前回のnoteでは材料について少し書きました。

オープン当初からずっとお世話になっているものもあればその時その時で変化しているものもあり、中でも一番移り変わっているのは【油】かなと思います。


最初の頃は「関根の胡麻油」というごま油を使わせて頂いていました。

原材料にも製法にもこだわっていて香りも良く、とても氣に入っていたのですが、ある時ご来店されたお客様から「noahさんのおやつ食べてみたいんですけど、私はごまアレルギーだから食べられないんです…」というお言葉を頂きました。

せっかく食べたいと思ってくださっている方が居ても材料の選び方ひとつでその機会を失ってしまうこともあるのだなと思い、それならアレルギーの問題が無いものに変えようと決めました。


候補がいくつかあった中で、できれば九州の会社を応援したいと思い、あるメーカーさんの菜種油をしばらく使っていたのですが…

原材料の不足により国産の菜種油と外国産の菜種油を混ぜるという偽装が発覚し、もうそのメーカーさんの油は使えなくなってしまいました。
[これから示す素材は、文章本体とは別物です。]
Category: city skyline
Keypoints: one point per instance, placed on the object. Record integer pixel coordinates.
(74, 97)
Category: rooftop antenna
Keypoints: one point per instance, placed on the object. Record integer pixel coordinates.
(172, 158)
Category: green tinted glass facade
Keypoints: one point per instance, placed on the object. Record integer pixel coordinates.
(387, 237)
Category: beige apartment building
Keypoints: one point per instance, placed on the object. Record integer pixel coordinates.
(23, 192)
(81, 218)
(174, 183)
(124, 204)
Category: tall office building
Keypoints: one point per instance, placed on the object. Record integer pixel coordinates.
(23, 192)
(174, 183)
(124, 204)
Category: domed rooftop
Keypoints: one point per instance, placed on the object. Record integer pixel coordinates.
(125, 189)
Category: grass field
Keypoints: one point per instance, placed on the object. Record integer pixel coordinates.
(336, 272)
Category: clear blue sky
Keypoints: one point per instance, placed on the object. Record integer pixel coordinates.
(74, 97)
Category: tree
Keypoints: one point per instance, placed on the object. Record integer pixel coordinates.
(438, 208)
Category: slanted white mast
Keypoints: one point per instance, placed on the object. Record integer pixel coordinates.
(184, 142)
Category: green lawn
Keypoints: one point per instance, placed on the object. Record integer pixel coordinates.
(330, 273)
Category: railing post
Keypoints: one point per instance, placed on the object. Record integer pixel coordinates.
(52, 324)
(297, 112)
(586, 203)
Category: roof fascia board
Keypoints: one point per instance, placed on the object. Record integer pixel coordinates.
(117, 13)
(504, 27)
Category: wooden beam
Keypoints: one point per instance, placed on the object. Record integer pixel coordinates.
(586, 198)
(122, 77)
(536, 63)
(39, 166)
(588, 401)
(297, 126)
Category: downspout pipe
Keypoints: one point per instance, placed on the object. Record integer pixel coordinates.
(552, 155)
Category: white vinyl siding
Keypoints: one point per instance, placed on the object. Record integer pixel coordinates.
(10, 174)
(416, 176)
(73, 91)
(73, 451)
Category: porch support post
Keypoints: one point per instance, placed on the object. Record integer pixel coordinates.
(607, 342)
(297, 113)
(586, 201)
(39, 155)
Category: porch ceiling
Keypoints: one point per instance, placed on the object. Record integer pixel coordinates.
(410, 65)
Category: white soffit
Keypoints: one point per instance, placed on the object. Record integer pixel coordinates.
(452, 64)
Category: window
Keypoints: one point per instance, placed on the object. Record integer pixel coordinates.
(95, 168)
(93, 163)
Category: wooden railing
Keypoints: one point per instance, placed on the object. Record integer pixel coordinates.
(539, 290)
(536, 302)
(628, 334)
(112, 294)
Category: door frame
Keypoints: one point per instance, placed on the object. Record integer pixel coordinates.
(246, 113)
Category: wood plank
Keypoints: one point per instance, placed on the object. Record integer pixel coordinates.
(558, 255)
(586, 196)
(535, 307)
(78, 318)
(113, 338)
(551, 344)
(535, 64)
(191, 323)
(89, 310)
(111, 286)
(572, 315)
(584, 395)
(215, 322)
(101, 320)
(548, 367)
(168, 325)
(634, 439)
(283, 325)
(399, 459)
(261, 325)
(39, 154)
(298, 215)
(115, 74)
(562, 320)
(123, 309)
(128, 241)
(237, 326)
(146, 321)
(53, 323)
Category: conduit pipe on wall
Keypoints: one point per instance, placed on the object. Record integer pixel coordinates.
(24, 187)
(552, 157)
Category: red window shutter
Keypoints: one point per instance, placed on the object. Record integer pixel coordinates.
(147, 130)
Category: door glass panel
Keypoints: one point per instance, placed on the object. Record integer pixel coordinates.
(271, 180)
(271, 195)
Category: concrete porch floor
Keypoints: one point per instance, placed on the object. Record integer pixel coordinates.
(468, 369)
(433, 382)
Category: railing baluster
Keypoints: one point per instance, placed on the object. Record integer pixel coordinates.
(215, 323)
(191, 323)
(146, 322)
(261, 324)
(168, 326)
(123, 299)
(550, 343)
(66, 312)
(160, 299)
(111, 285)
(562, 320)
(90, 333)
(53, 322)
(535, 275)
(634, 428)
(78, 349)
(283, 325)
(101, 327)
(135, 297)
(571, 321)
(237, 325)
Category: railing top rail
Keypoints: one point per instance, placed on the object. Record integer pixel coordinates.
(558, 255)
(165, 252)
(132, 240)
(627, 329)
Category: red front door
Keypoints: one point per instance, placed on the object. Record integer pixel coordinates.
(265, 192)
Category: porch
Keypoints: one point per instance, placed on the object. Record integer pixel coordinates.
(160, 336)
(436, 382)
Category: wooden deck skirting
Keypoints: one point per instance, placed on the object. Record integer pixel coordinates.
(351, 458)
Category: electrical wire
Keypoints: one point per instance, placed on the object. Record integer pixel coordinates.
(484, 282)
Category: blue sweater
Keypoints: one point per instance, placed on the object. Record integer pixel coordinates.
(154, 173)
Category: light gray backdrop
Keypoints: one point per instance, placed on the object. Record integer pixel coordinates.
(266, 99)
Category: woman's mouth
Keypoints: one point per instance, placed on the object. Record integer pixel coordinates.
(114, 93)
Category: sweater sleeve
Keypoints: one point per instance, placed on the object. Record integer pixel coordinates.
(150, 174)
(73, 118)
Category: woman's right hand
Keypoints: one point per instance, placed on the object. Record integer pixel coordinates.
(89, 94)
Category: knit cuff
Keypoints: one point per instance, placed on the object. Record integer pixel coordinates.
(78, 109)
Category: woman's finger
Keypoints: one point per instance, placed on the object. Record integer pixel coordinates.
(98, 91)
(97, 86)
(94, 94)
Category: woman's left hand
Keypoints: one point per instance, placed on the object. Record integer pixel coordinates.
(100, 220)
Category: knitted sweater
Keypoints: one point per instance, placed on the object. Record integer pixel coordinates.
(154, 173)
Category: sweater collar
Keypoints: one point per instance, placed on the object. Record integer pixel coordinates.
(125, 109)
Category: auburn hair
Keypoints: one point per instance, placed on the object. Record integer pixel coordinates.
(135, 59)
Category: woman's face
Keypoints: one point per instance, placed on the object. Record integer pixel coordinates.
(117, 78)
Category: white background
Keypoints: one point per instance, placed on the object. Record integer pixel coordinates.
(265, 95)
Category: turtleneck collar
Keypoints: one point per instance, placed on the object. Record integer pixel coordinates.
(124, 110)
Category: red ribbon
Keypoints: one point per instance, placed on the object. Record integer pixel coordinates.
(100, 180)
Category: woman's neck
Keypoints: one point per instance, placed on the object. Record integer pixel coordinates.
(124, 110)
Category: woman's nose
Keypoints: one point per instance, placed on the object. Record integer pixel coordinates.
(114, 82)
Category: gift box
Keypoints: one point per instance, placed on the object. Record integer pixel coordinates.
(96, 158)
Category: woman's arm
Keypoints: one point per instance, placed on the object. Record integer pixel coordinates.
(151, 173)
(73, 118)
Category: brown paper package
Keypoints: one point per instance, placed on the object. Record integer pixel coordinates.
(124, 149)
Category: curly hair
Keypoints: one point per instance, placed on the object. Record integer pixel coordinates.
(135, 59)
私たちは作り手さんを信頼して商品を購入しているし、お客様は私の作るものを信用してnoahのおやつを選んでくださっている訳なので、本当に不正はやめて頂きたいです…。


愛用していた油が無くなりふと頭に浮かんだのは、なかしましほさんがレシピ本の中で紹介されていた「平出油屋」さんでした。

以前使ったことのある別の菜種油はクセが強くて苦手だったので手元に届くまではドキドキしていましたが、平出さんの油はうっとりするような綺麗な黄金色とほのかな菜種の香り、作り手さんの想い、伝統的な製法、材料には国産無農薬菜種使用と、どれをとっても素晴らしいものでした。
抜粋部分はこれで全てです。